DENVER -- An "infection control breach" at a Denver hospital may have put some surgery patients at risk for surgical site infections or hepatitis B, hepatitis C or HIV, according to officials. Porter Adventist Hospital is notifying people who had spine or orthopedic surgery there between July 21, 2016, and Feb. 20 of this year, the Colorado Department of Public Health and Environment says in a statement.

"The process for cleaning surgical instruments following orthopedic and spine surgeries was found to be inadequate, which may have compromised the sterilization of the instruments," said the statement Wednesday from Larry Wolk, chief medical officer and executive director of the Colorado Department of Public Health and Environment.

The department said it is unaware of any infections among patients in relation to the breach, and that the risk of surgical site infection related to it is "unknown." 

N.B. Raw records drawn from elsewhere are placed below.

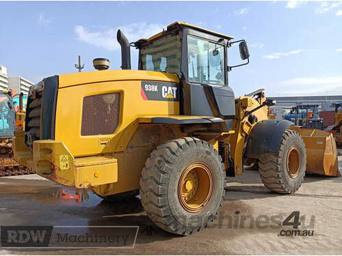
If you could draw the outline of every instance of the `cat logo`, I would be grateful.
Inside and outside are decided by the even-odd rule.
[[[178,89],[176,83],[142,81],[140,94],[144,100],[179,101]]]
[[[177,87],[171,86],[163,86],[161,87],[161,96],[168,99],[175,99],[176,98]]]

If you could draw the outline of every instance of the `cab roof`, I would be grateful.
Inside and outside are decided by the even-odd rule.
[[[166,31],[172,31],[174,29],[179,29],[181,27],[189,27],[191,29],[196,29],[196,30],[198,30],[198,31],[200,31],[201,32],[204,32],[204,33],[208,33],[208,34],[210,34],[210,35],[218,36],[220,38],[225,38],[225,39],[227,39],[228,40],[233,39],[233,38],[231,37],[231,36],[230,36],[230,35],[224,35],[224,34],[221,33],[215,32],[215,31],[213,31],[211,30],[204,29],[204,28],[198,27],[198,26],[195,26],[194,25],[191,25],[191,24],[189,24],[189,23],[181,23],[181,22],[179,22],[179,21],[176,21],[175,23],[173,23],[168,25],[168,27],[166,28]],[[164,33],[165,33],[165,31],[163,29],[163,31],[161,32],[159,32],[157,34],[151,36],[148,39],[142,38],[142,39],[137,40],[135,42],[135,44],[136,45],[137,44],[140,44],[141,43],[144,43],[144,42],[149,42],[149,41],[152,41],[152,40],[155,40],[156,38],[160,38],[160,37],[163,36],[163,35]]]

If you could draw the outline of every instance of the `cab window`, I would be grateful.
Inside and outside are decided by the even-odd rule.
[[[188,77],[190,82],[224,85],[224,48],[191,35],[187,38]]]
[[[181,38],[168,35],[141,48],[142,69],[167,73],[181,72]]]

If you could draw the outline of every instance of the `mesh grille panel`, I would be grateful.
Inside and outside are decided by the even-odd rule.
[[[81,135],[113,134],[119,121],[119,93],[84,97]]]

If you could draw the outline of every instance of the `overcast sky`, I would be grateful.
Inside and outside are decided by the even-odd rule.
[[[120,28],[130,42],[184,21],[246,39],[249,65],[229,72],[236,96],[342,95],[342,1],[0,2],[0,63],[37,83],[106,57],[120,69]],[[238,64],[238,47],[229,49]],[[132,66],[137,53],[132,48]]]

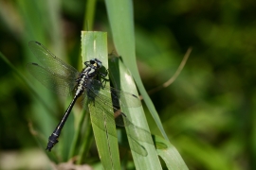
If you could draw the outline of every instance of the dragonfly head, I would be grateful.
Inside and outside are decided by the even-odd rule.
[[[100,69],[102,66],[102,63],[98,59],[93,59],[90,60],[90,64],[94,66],[96,69]]]

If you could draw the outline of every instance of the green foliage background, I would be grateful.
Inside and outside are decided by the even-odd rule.
[[[46,106],[1,60],[1,156],[14,151],[35,158],[42,153],[27,122],[47,137],[58,122],[50,115],[61,117],[65,107],[27,74],[26,64],[37,62],[27,42],[38,41],[81,69],[81,30],[90,18],[85,7],[82,0],[0,0],[0,51],[38,94],[44,94],[41,97],[51,110],[41,111]],[[151,95],[171,143],[190,169],[256,168],[255,8],[252,0],[134,1],[137,66],[147,90],[169,79],[192,47],[176,81]],[[112,52],[104,1],[86,12],[90,9],[95,18],[88,27],[108,32]],[[151,128],[160,135],[156,127]],[[6,163],[13,164],[0,161],[0,168]]]

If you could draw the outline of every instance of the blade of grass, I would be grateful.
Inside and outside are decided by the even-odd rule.
[[[130,69],[155,124],[164,138],[168,140],[159,116],[142,84],[137,68],[133,3],[130,0],[107,0],[105,4],[117,52],[122,57],[125,65]]]
[[[177,149],[165,139],[155,136],[158,155],[170,170],[189,170]]]
[[[107,34],[105,32],[82,31],[82,57],[83,62],[97,58],[102,62],[103,66],[107,68]],[[108,83],[106,83],[106,85],[109,86]],[[99,108],[89,105],[88,110],[90,111],[92,128],[100,159],[104,168],[120,169],[118,139],[116,136],[108,134],[108,132],[111,132],[111,134],[117,134],[116,127],[109,126],[115,125],[114,115],[113,120],[109,120],[113,121],[112,124],[105,124],[105,113],[103,110],[101,110],[102,115],[101,117],[101,120],[99,120],[99,117],[97,116]],[[96,123],[98,125],[96,125]],[[102,130],[102,128],[101,128],[101,127],[105,129]]]
[[[111,80],[115,87],[125,90],[126,92],[138,96],[130,72],[119,58],[113,58],[110,60],[109,69]],[[137,108],[121,107],[121,110],[135,125],[127,126],[125,128],[128,134],[128,141],[137,169],[162,169],[149,132],[149,127],[145,121],[146,118],[142,106]],[[137,137],[136,134],[138,134]],[[146,155],[143,155],[140,152],[140,150],[143,151],[143,148],[145,148],[145,152],[147,153]]]

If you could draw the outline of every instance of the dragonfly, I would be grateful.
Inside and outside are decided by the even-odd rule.
[[[127,135],[131,137],[130,147],[137,153],[146,156],[147,151],[137,141],[153,144],[149,131],[134,125],[120,110],[120,107],[137,108],[141,106],[139,98],[130,93],[117,90],[103,85],[102,80],[107,76],[107,71],[101,70],[102,63],[98,59],[83,62],[84,68],[82,72],[77,71],[73,66],[65,63],[53,55],[46,47],[38,42],[29,42],[28,46],[34,56],[43,64],[28,63],[28,72],[45,87],[60,95],[70,95],[74,97],[66,109],[62,120],[48,138],[46,150],[51,151],[59,142],[59,136],[79,97],[82,97],[84,104],[89,103],[93,107],[94,123],[102,130],[104,127],[100,122],[106,121],[112,126],[126,127]],[[102,112],[107,115],[102,118]],[[115,123],[108,121],[115,119]],[[108,131],[108,133],[111,133]],[[116,134],[110,134],[116,136]]]

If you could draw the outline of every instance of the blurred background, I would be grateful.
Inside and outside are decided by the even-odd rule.
[[[81,70],[85,6],[82,0],[0,0],[0,52],[15,67],[1,59],[0,169],[49,163],[28,127],[47,138],[58,121],[50,114],[61,117],[66,100],[56,100],[27,74],[26,64],[38,62],[27,42],[40,42]],[[255,8],[253,0],[134,1],[137,66],[148,91],[171,78],[192,47],[177,79],[151,94],[171,143],[192,170],[256,169]],[[112,52],[104,1],[94,9],[93,30],[108,32]],[[46,107],[51,111],[42,111]]]

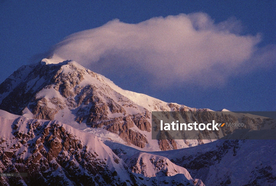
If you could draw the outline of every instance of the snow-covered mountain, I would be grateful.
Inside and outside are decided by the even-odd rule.
[[[148,155],[159,164],[144,167],[144,173],[130,168],[94,135],[56,120],[28,119],[0,110],[0,171],[28,174],[0,177],[1,185],[204,185],[160,156]],[[164,159],[170,169],[163,167]],[[159,166],[163,174],[156,170]]]
[[[0,84],[0,169],[31,175],[0,177],[4,185],[275,185],[274,141],[152,140],[152,111],[211,111],[123,90],[74,61],[22,66]],[[245,128],[276,126],[236,115]]]
[[[58,120],[146,150],[188,146],[183,140],[152,140],[150,112],[200,109],[123,90],[75,61],[52,62],[44,59],[24,66],[0,85],[0,109],[30,118]]]

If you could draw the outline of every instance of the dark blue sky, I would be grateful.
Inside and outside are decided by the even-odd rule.
[[[260,46],[275,45],[275,1],[30,1],[20,3],[0,1],[0,82],[22,65],[41,60],[40,54],[65,37],[100,26],[115,18],[136,23],[154,17],[199,11],[207,13],[217,23],[234,17],[241,21],[243,34],[260,33]],[[162,92],[141,85],[142,81],[126,83],[125,80],[104,75],[124,89],[191,107],[275,111],[275,62],[272,68],[232,77],[223,86],[204,88],[186,83],[164,87],[166,90]]]

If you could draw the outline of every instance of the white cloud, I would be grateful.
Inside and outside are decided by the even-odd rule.
[[[267,50],[260,52],[256,46],[260,36],[240,34],[241,27],[232,18],[215,24],[203,13],[137,24],[115,20],[69,36],[53,52],[108,77],[131,74],[139,77],[130,80],[149,79],[161,85],[192,81],[215,85],[245,70],[245,64],[263,65],[264,53],[276,58]]]

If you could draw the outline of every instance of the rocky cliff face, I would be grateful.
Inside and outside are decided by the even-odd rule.
[[[24,79],[16,78],[26,73],[20,69],[1,84],[10,88],[2,89],[6,96],[2,96],[0,108],[48,120],[60,119],[59,112],[74,110],[79,123],[103,127],[128,144],[143,148],[148,143],[140,131],[151,131],[149,111],[114,91],[97,74],[68,61],[28,67]]]
[[[150,140],[149,144],[151,111],[191,109],[122,90],[71,61],[24,66],[0,88],[1,109],[29,118],[101,128],[129,145],[142,148],[177,148],[173,139]]]
[[[29,119],[0,110],[0,127],[1,171],[28,174],[1,177],[2,185],[154,185],[164,182],[204,185],[175,165],[182,168],[182,175],[148,179],[130,169],[94,135],[58,121]]]

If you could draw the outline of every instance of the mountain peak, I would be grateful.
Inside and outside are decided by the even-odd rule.
[[[55,54],[53,54],[52,56],[43,59],[41,60],[41,62],[42,64],[58,64],[66,61],[67,61],[67,60],[63,59]]]

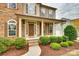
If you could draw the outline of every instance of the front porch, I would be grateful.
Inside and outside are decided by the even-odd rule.
[[[62,21],[54,19],[19,15],[19,37],[39,39],[44,35],[56,35],[56,26]],[[57,27],[58,28],[58,27]],[[60,29],[61,30],[61,29]],[[61,30],[62,31],[62,30]],[[60,32],[63,34],[62,32]],[[60,35],[60,34],[59,34]]]

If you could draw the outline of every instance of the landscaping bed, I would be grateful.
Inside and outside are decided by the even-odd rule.
[[[29,49],[28,41],[25,38],[9,39],[0,37],[1,56],[20,56],[27,53]]]
[[[75,42],[73,46],[67,48],[62,47],[60,50],[53,50],[49,44],[45,46],[40,44],[39,46],[41,48],[41,56],[61,56],[72,50],[79,49],[79,42]]]
[[[25,46],[22,49],[16,49],[15,46],[9,48],[5,53],[1,53],[0,56],[20,56],[28,52],[28,47]]]

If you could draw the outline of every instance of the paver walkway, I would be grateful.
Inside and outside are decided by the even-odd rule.
[[[40,56],[41,49],[39,45],[29,47],[29,51],[22,56]]]

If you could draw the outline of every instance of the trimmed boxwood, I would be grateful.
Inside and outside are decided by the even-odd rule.
[[[61,44],[62,47],[69,47],[68,42],[61,42],[60,44]]]
[[[9,38],[4,38],[4,37],[0,37],[0,42],[8,47],[14,44],[14,40],[11,40]]]
[[[68,25],[64,29],[64,35],[68,36],[70,41],[77,39],[77,31],[76,31],[75,27],[73,27],[72,25]]]
[[[23,37],[21,37],[21,38],[16,38],[14,44],[15,44],[15,47],[16,47],[17,49],[20,49],[20,48],[25,47],[25,45],[27,44],[27,41],[26,41],[26,39],[23,38]]]
[[[49,43],[49,37],[47,37],[47,36],[40,37],[40,43],[42,45],[47,45]]]
[[[66,42],[68,41],[68,37],[67,36],[50,36],[49,37],[50,42],[52,43],[60,43],[60,42]]]
[[[63,42],[69,41],[68,36],[63,35],[62,38],[63,38]]]
[[[59,50],[61,48],[61,45],[59,43],[51,43],[50,47],[54,50]]]
[[[72,46],[74,44],[73,41],[67,41],[67,43],[69,44],[69,46]]]

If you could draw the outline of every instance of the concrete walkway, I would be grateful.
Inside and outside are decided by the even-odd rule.
[[[79,50],[73,50],[71,52],[68,52],[62,56],[79,56]]]
[[[39,45],[29,47],[29,51],[22,56],[40,56],[41,49]]]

It said the risk of getting HIV, hepatitis C or hepatitis B due to this issue "is considered very low."

When asked how widespread the health breach is, a health department spokesperson said it was "significant," CBS Denver reports. No specific numbers of patients at risk were provided.

Porter Adventist Hospital, which is operated by Centura Health, mailed letters on April 4 to patients who may have been put at risk. Anyone who had spine or orthopedic surgery there between the dates in questions -- July 21, 2016, and Feb. 20, 2018 -- can contact the hospital, the health department says.

"A disease control investigation is ongoing," Wolk's statement said. "The department last visited the hospital March 28, confirming that current infection-control practices meet standards." 

Representatives for Porter Adventist and Centura did not immediately reply to requests for comment.